Читаем Catherine the Great & Potemkin: The Imperial Love Affair полностью

The Empress sent a courier after the Prince. ‘My dear friend, come back as soon as possible,’ she wrote on 3 June 1782, adding wearily that they would have to honour their promise to reinstate the Khan – even though it was the third time they had done so. She told Potemkin the news that the British Admiral Rodney had defeated Admiral Joseph de Grasse’s French fleet at the Battle of the Saints in the Caribbean on 1/12 April, which slightly alleviated Britain’s plight as America won its freedom. In the Crimea, she realized that her policy of propping up Shagin Giray was obsolete but the delicate question of what to do depended on the Powers of Europe – and Potemkin. ‘We could decide it all in half an hour together,’ she told her consort, ‘but now I don’t know where to find you. I ask you to hurry with your arrival because nothing scares me more than to miss something or be wrong.’ Never was their partnership, and his equality, more clearly stated.24

The Prince saw the Crimean tumult as a historic opportunity, because Britain and France remained distracted by war. He galloped back and almost bounded into town. He immediately sent this playfully Puckish letter to Sir James Harris in French, scrawled in his scratchy hand: ‘Vive la Grande Bretagne et Rodney; je viens d’arriver, mon cher Harris; devinez qui vous écrit and venez me voir tout de suite.’*

Harris rushed through Tsarskoe Selo at midnight to visit ‘this extraordinary man who’, he told the new Foreign Secretary, his close friend Charles James Fox, ‘every day affords me new matter of amazement’. Sir James found Potemkin in a state of almost febrile ebullience. Serenissimus insisted on talking throughout the night, even though he had just finished ‘a journey of 3000 versts, which he had performed in 16 days, during which period he had slept only three times and, besides visiting several estates and every church he came near, he had been exposed to all the delays and tedious ceremonies of the military and civil honours which the Empress had ordered should be bestowed on him…yet he does not bear the smallest appearance of fatigue…and on our separation, I was certainly the more exhausted of the two’.25

The reunited Prince and Empress resolved to reinstate Shagin Giray as Crimean khan but also to invoke the Austrian treaty in case it led to war with the Sublime Porte. Joseph replied so enthusiastically to ‘my Empress, my friend, my ally, my heroine’,26 that, while Potemkin organized the Russian military response to the Crimean crisis, Catherine took the opportunity to turn their Greek Project from a chimera into a policy. On 10 September 1782, Catherine proposed the Project to Joseph, who was shocked by its impracticality yet impressed by its vision. First, Catherine wanted to re-establish ‘the ancient Greek monarchy on the ruins…of the barbarian government that rules there now’ for ‘the younger of my grandsons, Grand Duke Constantine’. Then she wanted to create the Kingdom of Dacia, the Roman province that covered today’s Rumania, ‘a state independent of the three monarchies…under a Sovereign of Christian religion…and a person of loyalty on which the two Imperial Courts can rely…’. Cobenzl’s letters make clear Dacia was specifically understood to be Potemkin’s kingdom.

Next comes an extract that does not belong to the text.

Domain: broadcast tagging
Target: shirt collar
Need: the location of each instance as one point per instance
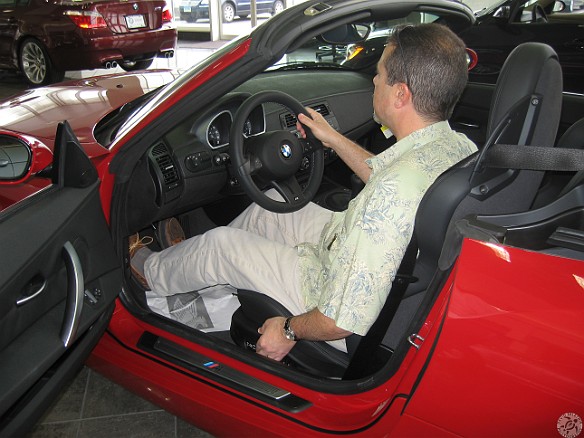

Joseph’s reply was equally sweeping: he agreed to the Project in principle. In return he wanted the fortress of Khotin, part of Wallachia, and Belgrade. Venice would cede Istria and Dalmatia to him and get Morea, Cyprus and Crete in return. All this, he added, was impossible without French help – could France have Egypt? Only war and negotiation could decide the details – but he did not reject it.27

Did Potemkin really believe that there would be a reborn Byzantine Empire ruled by Constantine, with himself as king of Dacia? The idea thrilled him, but he was always the master of the possible. The Dacian idea was realized in the creation of Rumania in the mid-nineteenth century, and Potemkin certainly planned to make that real. But he did not lose his head about it.28 During 1785 he discussed the Turks with the French Ambassador Ségur and claimed that he could take Istanbul, but insisted that the new Byzantium was just a ‘chimera’. It was all ‘nonsense’, he said. ‘It’s nothing.’ But then he mischievously suggested that three or four Powers could drive the Turks into Asia and deliver Egypt, the Archipelago, Greece, all Europe from the Ottoman yoke. Many years later Potemkin asked his reader, who was declaiming Plutarch, if he could go to Constantinople. The reader tactfully replied it was quite possible. ‘That is enough,’ exclaimed Potemkin, ‘if anyone should tell me I could not go thither, I would shoot myself in the head.’29 He was always flexible – it was he who suggested in September 1788 that Constantine could be made king of Sweden, a long way from Tsargrad.30 So he wished it to serve its strategic purpose and to be as real as he could make it.